ESCI Collections Summary

Tate S29

A Summary of Past and Present Collections of the Earth and Environmental Sciences Department

When imagining geology collections, many people envision museum-quality specimens of rocks, minerals, and fossils ranged behind glass. Those with more museum or research experience often imagine countless samples lying in acid-free brown cardboard boxes in metal cabinets. However, folks encountering the Earth and Environmental Sciences department collections unfortunately realize they need to add bins, bags, and unsorted piles of uncatalogued Earth materials to their mental image. While modern geology collections extend beyond rocks, minerals, and fossils to include rock, sediment, and ice cores,  as well as pollen and soil samples, those materials still fall comfortably within common concepts of geology collections. Unfortunately, our department’s past collections included other objects as well.

Early in our history, the University’s General Museum was an integral part of our department. Originally viewed as primarily a museum of natural history, it eventually grew to include two general collections: geology and mineralogy, and biology and botany. The fate of those two collections differed greatly. The biology and botany collection continued to evolve into the current Bell Museum, but the geology collection instead fell victim to our department’s growing need for space. As other demands led to a lack of financial support for curation, the majority of its specimens and displays were lost or discarded.

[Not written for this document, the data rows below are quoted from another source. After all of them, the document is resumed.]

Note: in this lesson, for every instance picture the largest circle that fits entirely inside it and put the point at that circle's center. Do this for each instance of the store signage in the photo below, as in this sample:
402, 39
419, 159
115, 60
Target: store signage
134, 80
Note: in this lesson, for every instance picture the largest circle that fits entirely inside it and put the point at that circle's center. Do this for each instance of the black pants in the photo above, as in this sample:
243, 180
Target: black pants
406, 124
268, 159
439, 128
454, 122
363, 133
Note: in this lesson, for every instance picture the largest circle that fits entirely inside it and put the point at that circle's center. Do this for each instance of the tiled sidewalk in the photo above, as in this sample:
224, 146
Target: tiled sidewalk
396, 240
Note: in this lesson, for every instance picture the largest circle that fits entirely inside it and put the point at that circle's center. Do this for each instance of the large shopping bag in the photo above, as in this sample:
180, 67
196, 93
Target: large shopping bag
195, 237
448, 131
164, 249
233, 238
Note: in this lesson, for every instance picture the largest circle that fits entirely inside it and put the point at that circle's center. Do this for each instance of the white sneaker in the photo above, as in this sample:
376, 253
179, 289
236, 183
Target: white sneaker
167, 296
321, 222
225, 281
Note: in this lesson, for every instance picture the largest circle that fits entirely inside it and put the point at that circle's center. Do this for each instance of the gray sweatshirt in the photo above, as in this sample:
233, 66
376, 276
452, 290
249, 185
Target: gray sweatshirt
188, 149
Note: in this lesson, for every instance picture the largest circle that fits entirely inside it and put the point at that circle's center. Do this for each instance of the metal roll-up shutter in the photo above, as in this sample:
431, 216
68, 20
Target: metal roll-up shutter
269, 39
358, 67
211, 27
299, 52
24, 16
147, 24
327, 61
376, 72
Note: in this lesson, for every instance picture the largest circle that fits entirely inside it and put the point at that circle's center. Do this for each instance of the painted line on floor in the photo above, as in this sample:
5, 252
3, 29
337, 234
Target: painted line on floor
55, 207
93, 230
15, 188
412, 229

However, besides natural history specimens, the General Museum held a suite of ‘archaeological’ materials that reflected the scope of the department’s early research and that subcollection included some materials our department should never have held.

Consider a sample of tattooed skin from a cadaver; native dress, loom, and cloth from the Vili along the Ogooué River in Gabon, Africa; two braids of hair from a native of the New Hebrides; pipes, pottery, stone hammers, spear points, and arrowheads; partial skeletal remains and funerary objects stolen from burial mounds across Minnesota; a braided lock of Dirt-in-the-Face’s hair; and a beam believed to have been part of the gallows used in the murder of 38 Dakota in Mankato, Minnesota in December of 1862. These items were once part of our department collections. Although none of these items remain in our collections, their past presence highlights the necessity of considering collections from the perspective of their original time. They also deserve an acknowledgment of past transgressions as well as a commitment to avoid such practices in the future.

 

 

 

open rock cabinet

Rock cabinets fill much of the Earth and Environmental Sciences Storage area. Each cabinet contains multiple trays of Earth materials, such as rocks, minerals, and fossils.